Running The Inference Server
$ nvidia-docker run --rm --shm-size=1g --ulimit memlock=-1 --ulimit stack=6710s8864 -p8000:8000 -v/path/to/model/store:/tmp/models inferenceserver:18.07-py<x> /opt/inference_server/bin/inference_server --model-store=/tmp/modelsWhere inferenceserver:18.07-py<x> is the container that was pulled from the NVIDIA DGX or NGC container registry as described in https://docs.nvidia.com/deeplearning/dgx/inference-user-guide/index.html#pullcontainer.
The nvidia-docker -v option maps /path/to/model/store on the host into the container at /tmp/models, and the --model-store option to the inference server is used to point to /tmp/models as the model store.
The Inference Server listens on port 8000 and the above command uses the -p flag to map container port 8000 to host port 8000. A different host port can be used by modifying the -p flag, for example -p9000:8000 will cause the Inference Server to be available on host port 9000.
The --shm-size and --ulimit flags are recommended to improve Inference Server performance.
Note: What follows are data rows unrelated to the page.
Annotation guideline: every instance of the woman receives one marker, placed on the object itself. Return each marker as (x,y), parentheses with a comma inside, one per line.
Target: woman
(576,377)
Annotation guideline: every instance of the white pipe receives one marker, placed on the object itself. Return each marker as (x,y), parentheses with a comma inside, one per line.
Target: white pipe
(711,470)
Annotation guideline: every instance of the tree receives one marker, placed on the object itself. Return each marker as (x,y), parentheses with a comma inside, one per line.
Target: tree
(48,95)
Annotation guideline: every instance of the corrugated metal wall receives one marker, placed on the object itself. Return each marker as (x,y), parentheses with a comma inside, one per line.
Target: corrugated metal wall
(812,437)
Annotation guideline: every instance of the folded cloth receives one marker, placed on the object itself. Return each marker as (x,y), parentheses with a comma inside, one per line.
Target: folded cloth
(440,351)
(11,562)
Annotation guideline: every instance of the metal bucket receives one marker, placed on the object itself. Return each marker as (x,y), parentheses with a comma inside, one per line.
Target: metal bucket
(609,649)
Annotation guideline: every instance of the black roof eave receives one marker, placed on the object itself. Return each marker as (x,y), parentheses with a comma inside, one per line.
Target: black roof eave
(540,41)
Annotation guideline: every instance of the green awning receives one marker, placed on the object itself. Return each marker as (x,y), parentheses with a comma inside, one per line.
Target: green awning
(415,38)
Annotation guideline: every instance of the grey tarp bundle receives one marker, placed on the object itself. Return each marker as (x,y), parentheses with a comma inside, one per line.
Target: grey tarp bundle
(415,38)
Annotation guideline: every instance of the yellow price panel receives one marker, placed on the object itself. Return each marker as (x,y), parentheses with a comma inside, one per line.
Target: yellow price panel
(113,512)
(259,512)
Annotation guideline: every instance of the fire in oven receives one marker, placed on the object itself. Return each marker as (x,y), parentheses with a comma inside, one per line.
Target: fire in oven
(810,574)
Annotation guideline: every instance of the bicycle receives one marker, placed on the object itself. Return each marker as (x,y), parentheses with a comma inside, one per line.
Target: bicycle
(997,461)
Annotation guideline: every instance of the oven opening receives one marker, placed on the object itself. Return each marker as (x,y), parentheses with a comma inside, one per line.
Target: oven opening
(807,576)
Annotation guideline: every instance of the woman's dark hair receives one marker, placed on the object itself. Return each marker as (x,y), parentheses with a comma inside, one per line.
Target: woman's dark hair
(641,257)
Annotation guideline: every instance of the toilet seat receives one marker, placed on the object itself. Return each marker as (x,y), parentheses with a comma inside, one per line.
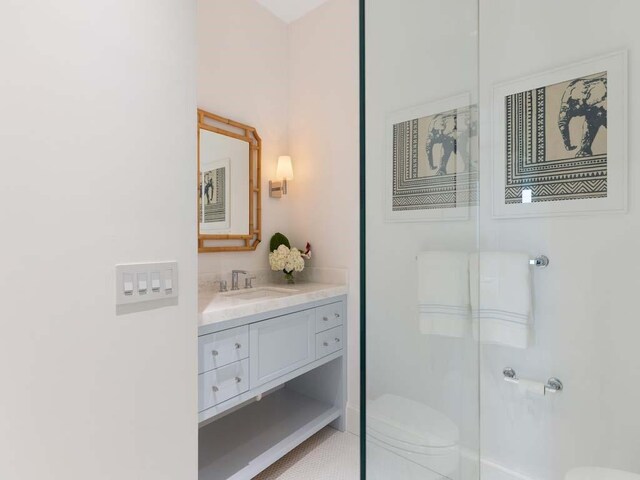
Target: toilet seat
(597,473)
(415,432)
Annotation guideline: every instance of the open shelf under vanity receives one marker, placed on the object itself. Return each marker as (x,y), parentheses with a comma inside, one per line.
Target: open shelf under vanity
(245,442)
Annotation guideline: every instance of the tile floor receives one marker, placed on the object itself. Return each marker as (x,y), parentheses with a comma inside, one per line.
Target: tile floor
(328,455)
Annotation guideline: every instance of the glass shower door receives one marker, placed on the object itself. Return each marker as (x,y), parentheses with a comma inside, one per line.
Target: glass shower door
(501,228)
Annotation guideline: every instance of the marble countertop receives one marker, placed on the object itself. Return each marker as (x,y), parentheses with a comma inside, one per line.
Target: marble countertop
(214,307)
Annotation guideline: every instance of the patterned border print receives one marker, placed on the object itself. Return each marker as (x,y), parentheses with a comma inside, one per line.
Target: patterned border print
(540,153)
(448,187)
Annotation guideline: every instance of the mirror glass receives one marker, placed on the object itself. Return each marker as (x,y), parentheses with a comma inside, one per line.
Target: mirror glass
(228,187)
(224,184)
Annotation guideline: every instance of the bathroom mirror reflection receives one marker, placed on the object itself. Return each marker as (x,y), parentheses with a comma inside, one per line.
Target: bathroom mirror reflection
(229,204)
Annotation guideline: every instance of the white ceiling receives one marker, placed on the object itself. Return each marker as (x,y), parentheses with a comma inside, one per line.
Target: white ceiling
(290,10)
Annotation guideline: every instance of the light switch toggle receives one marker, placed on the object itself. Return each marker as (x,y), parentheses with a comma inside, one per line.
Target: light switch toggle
(127,284)
(155,281)
(142,283)
(146,282)
(168,282)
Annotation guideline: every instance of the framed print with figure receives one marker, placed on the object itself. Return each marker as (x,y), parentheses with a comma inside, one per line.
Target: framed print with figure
(431,162)
(560,141)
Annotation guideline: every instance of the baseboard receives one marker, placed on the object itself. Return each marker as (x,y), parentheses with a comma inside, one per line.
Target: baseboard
(353,420)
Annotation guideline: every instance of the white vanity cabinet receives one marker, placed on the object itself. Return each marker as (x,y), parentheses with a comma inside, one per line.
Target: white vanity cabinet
(267,382)
(281,345)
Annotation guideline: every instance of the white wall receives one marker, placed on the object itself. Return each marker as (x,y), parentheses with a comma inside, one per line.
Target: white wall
(97,145)
(324,143)
(586,313)
(243,74)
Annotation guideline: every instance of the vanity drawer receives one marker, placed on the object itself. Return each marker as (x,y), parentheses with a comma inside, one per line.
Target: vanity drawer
(222,348)
(328,342)
(223,383)
(329,316)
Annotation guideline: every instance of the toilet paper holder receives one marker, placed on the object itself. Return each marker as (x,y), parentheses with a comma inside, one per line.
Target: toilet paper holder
(553,385)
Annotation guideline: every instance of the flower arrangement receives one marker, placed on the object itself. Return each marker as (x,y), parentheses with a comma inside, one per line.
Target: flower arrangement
(286,259)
For --shm-size the minimum recommended size is 1g but larger sizes may be necessary depending on the number and size of models being served.
Starting server listening on :8000
Additionally, C++ and Python client libraries and examples are available at GitHub: Inference Server. These libraries and examples demonstrate how to communicate with the Inference Server container from a C++ or Python application.